Generate new houshold ID for survey data with rotating panel design taking into account split households
Source:R/generateHHID.R
generate.HHID.Rd
Generating a new houshold ID for survey data using a houshold ID and a personal ID. For surveys with rotating panel design containing housholds, houshold members can move from an existing household to a new one, that was not originally in the sample. This leads to the creation of so called split households. Using a peronal ID (that stays fixed over the whole survey), an indicator for different time steps and a houshold ID, a new houshold ID is assigned to the original and the split household.
Arguments
- dat
data table of data frame containing the survey data
- period
column name of
dat
containing an indicator for the rotations, e.g years, quarters, months, ect...- pid
column name of
dat
containing the personal identifier. This needs to be fixed for an indiviual throught the whole survey- hid
column name of
dat
containing the household id.
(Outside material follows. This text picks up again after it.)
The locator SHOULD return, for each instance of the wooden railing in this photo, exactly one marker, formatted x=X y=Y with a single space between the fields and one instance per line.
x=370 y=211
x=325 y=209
This needs to for a household throught the whole survey
Value
the survey data dat
as data.table object containing a new and
an old household ID. The new household ID which considers the split
households is now named hid
and the original household ID has a
trailing "_orig".
Examples
if (FALSE) { # \dontrun{
library(surveysd)
library(laeken)
library(data.table)
eusilc <- surveysd:::demo.eusilc(n=4)
# create spit households
eusilc[,rb030split:=rb030]
year <- eusilc[,unique(year)]
year <- year[-1]
leaf_out <- c()
for(y in year) {
split.person <- eusilc[year==(y-1)&!duplicated(db030)&!db030%in%leaf_out,
sample(rb030,20)]
overwrite.person <- eusilc[year==(y)&!duplicated(db030)&!db030%in%leaf_out,
.(rb030=sample(rb030,20))]
overwrite.person[,c("rb030split","year_curr"):=.(split.person,y)]
eusilc[overwrite.person,
rb030split:=i.rb030split,on=.(rb030,year>=year_curr)]
leaf_out <- c(
leaf_out,
eusilc[rb030%in%c(overwrite.person$rb030,overwrite.person$rb030split),
unique(db030)])
}
# pid which are in split households
eusilc[,.(uniqueN(db030)),by=list(rb030split)][V1>1]
eusilc.new <- generate.HHID(eusilc, period = "year", pid = "rb030split",
hid = "db030")
# no longer any split households in the data
eusilc.new[,.(uniqueN(db030)),by=list(rb030split)][V1>1]
} # }